Acara launching dihadiri Direktur Halal Center PW DMI Jawa Timur, Dr. Hj. Siti Nur Husnul Yusmiati, STP, M.Kes, Ketua Majelis Ekonomi Syariah PD DMI Gresik KH. Dr. Ahmad Thoyyib Mas’udi, MA, Diskoperindag Gresik yang diwakili Kabid Industri H. Muannan, serta DPMPTSP Gresik Kabid Pelayanan Perizinan Usaha dan Perizinan Komersial, Fauzi Budi Setiawan, S.T., M.T. Takmir masjid, pengurus DMI kecamatan, dan pelaku UMKM berbasis jamaah masjid turut memenuhi ruangan hall.
Dalam sambutannya, Ketua DMI Gresik, KH.Zainal Abidin, M.Fil.I menjelaskan, program Komunitas “UMKM Jamaah Masjid” yang diketuai oleh Asmaul Husna ini dirancang sebagai wadah pembinaan usaha sekaligus pendampingan teknis pengurusan sertifikasi halal, terutama bagi pelaku UMKM pangan, minuman, dan produk konsumsi lain yang tumbuh dari lingkungan masjid.
“Banyak pelaku UMKM jamaah yang produknya dinilai sudah memenuhi kaidah halal namun belum bersertifikat resmi, sehingga terkendala memperluas pasar dan menembus jaringan distribusi modern maupun platform digital,” terang Yai Zainal.
Di tempat yang sama, Direktur Halal Center PW DMI Jatim, Dr.
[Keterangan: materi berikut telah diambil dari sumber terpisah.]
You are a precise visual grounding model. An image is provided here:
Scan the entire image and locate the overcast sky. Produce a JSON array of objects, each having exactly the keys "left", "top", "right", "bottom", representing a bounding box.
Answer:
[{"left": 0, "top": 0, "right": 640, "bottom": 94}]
Hj. Siti Nur Husnul Yusmiati, STP, M.Kes menegaskan, DMI siap mengawal proses percepatan sertifikasi halal melalui edukasi, pendampingan administratif hingga klinik konsultasi dan kolaborasi dengan lembaga pendamping proses produk halal (LP3H) PW DMI Jatim. Ia menyebut, penguatan basis UMKM halal berbasis masjid menjadi kunci untuk mengisi peluang besar industri halal nasional dan global.
Sementara Ketua Majelis Ekonomi Syariah PD DMI Gresik, KH. Dr. Ahmad Thoyyib Mas’udi, MA, menambahkan, masjid tidak hanya berfungsi sebagai pusat ibadah, tetapi juga sentra penguatan ekonomi jamaah. Menurutnya, sertifikasi halal bagi produk UMKM jamaah akan meningkatkan kepercayaan konsumen sekaligus menjadi bagian dari ikhtiar kolektif menjadikan Gresik sebagai salah satu lumbung UMKM halal di Jawa Timur.
Dukungan juga disampaikan perwakilan Dinas Koperindag Gresik, Kabid Industri H. Muannan, yang menyatakan kesiapan instansinya bersinergi dalam pembinaan industri kecil dan peningkatan mutu produk. Sementara itu, Kabid Pelayanan Perizinan Usaha dan Perizinan Komersial DPMPTSP Gresik, Fauzi Budi Setiawan, S.T., M.T., menegaskan komitmen memperlancar proses perizinan usaha dan perizinan komersial bagi UMKM jamaah masjid yang mengikuti program pendampingan ini.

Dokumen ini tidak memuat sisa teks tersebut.